MC: The first time I had this idea – or at least one version of it – was a few years ago. I was looking at a map of all the fossil pollen records in Europe in order to make reconstructions. The most obvious observation was that some areas had a rather high density of points and others were fairly sparse. The implication was that we had to find a way to “create information” where there was none in order to produce homogeneous reconstructions in my study area.
One solution is to collect sediment samples in under-sampled regions, and thus produce these missing data… But when working on a European scale, as is the case for this project, the logistics are costly in time, money and in personnel!
An alternative approach is to maximise the potential of what is already available and work on modelling. The advantage of developing new methodologies is that they can produce results much more quickly and, perhaps more importantly, they can be used in other regions than Europe and have a much broader impact.
How will you make sure that your reconstructions in the regions without data are correct?
MC: We will have several options to check our climate predictions. In particular, the first step of this project will be entirely dedicated to the analysis of modern pollen records. The advantage of such modern samples is that the associated climate is known. As such, we will be able to compare our reconstructions with the true climate. The same logic will apply in the regions without data. By using our spatial model with modern data, we will be able to assess the accuracy of our reconstructions in such regions. This approach will also allow us to test which modelling options can produce the best possible reconstructions. Eventually, these results will give us a degree of confidence in our reconstructions of past climates.
Why is IDYST the right place for your project?
MC: Although the study of pollen fossils and the associated climatic reconstitution is not a research axis developed at IDYST, the heart of this project will actually be very technical. Therefore, it is important that we are in a structure where we can find an adapted support. I naturally approached Prof. Mariéthoz to propose him to host us in the GAIA team. His expertise in the development of stochastic methods to characterise the spatial and temporal variability of natural systems is an asset for the project. Fabio and I have been working at IDYST for several years now and we know how the institute works. No doubt that it is an excellent place to do this project. From a technical point of view, the department also provides us with the computational resources needed to calibrate complex statistical models and implement big data strategies.
Why is this project important to you?
MC: For several reasons. First of all, it is the first time I carry out a project with my own funds and it is a great pride for me to conduct my own research. This project will allow me to develop and test a unique model of spatialised reconstructions under different conditions in order to assess the conditions in which it performs best.
More generally, this project represents for me the first stone of a broader research objective that I want to develop over the next few years.
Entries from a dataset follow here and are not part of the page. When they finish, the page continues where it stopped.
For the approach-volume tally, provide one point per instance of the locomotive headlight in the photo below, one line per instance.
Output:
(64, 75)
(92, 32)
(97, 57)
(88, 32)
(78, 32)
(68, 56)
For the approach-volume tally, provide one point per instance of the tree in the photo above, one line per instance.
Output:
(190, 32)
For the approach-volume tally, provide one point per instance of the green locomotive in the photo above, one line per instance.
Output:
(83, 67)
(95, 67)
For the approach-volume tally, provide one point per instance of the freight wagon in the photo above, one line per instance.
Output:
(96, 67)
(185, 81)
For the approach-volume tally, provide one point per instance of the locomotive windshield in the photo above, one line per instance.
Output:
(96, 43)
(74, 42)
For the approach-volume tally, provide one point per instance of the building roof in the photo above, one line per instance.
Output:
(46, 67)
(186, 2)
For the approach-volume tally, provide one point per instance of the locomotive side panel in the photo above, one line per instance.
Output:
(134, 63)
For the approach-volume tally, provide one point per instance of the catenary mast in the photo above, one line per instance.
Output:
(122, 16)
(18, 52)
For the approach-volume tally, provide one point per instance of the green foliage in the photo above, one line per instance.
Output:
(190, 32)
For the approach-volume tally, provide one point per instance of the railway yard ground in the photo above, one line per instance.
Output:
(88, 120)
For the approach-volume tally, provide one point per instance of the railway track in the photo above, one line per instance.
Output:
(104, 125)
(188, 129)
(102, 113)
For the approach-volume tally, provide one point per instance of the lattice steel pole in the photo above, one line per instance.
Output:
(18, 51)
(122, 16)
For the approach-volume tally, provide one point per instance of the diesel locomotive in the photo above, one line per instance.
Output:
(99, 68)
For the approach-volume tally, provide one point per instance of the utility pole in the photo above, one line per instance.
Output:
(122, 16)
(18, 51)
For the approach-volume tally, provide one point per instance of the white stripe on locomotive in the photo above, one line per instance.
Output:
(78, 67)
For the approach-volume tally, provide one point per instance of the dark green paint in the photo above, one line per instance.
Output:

One of my research axes is to reconstruct the history of climate in regions where it is generally missing. In particular, the tropical regions of Africa and South America are largely understudied, despite their importance in regulating the global climate. Robustly describing the palaeoclimate will have a significant impact on our understanding of tropical climate dynamics, and by extension global climate.
Our reconstructions will also be a test of current predictive models, which attempt to estimate climate change in the coming years and decades. We will be able to compare our palaeo-climate simulations with these predictive models on a large scale. Identifying where and when the fossil record and predictive models agree, and where they don’t, will highlight the strengths and weaknesses of these models and, ultimately, allow us to refine our ability to better predict future climate change.